Diğer örnek ise havaalanları mesela. Artık günümüzde uçakla seyahat etmeyen kalmadı. İnternetten, çevremizden hepimiz duymuşuzdur havaalanındaki yiyeceklerin pahalılığını, buna olan şikayetlerini, çok erken yola çıkmalarını (2 saat önceden yapılacak check-in için 3 saat önceden yola çıkmak gibi. ), uçuş saatindeki ani iptalleri. Bu duruma itirazını (isyanını) yazan, çizen de çokça olmuş gördüğüm kadarıyla. Ama yapılması gerekenlerden bir tanesi de sadece söylemeyip bir de resmi yollardan sesini duyurmak olmalıdır. Bu linkte havaalanında yaşadığınız sıkıntılarınızı şikayet edebileceğiniz bir site bulunuyor.

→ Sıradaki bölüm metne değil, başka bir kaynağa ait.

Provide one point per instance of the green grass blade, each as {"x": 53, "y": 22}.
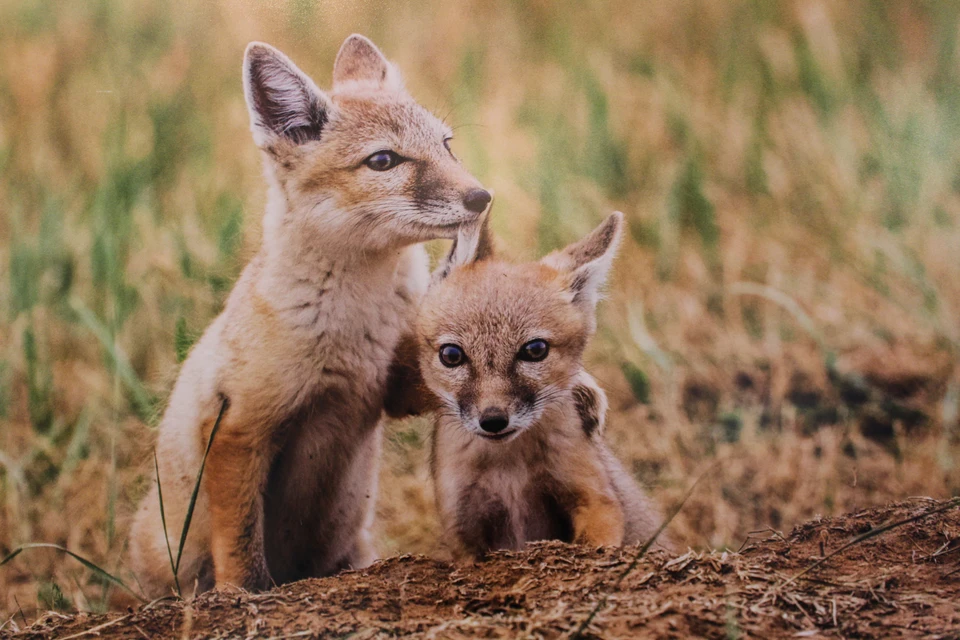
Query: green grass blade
{"x": 89, "y": 565}
{"x": 163, "y": 519}
{"x": 196, "y": 487}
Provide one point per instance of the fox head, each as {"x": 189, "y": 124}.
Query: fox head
{"x": 362, "y": 166}
{"x": 498, "y": 342}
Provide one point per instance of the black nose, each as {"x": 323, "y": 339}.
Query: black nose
{"x": 494, "y": 420}
{"x": 476, "y": 200}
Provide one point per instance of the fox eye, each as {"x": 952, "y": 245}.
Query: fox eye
{"x": 452, "y": 356}
{"x": 534, "y": 351}
{"x": 383, "y": 160}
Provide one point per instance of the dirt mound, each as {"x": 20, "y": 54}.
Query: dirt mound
{"x": 905, "y": 582}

Bu liste böyle uzayıp gider. Amaç yeter ki bir şeyleri şikayet etmek olsun. Yapmak gereken çözüm üretmek olmalı, olmuyorsa elindeki olanaklara göre doğru yolda çaba harcanmalı. Ama hiç bir şekilde böyle olmamalı... İnsanlar böyle isyan etmemeli... İsyan varsa neden diye sorulup çözüm üretilmeli.  Nazım'ın dediği gibi

"Ben yanmazsam
 Sen yanmazsan
 Biz yanmazsak
 Nasıl çıkarız
 Karanlıktan aydınlığa..."

                                  N.H.R.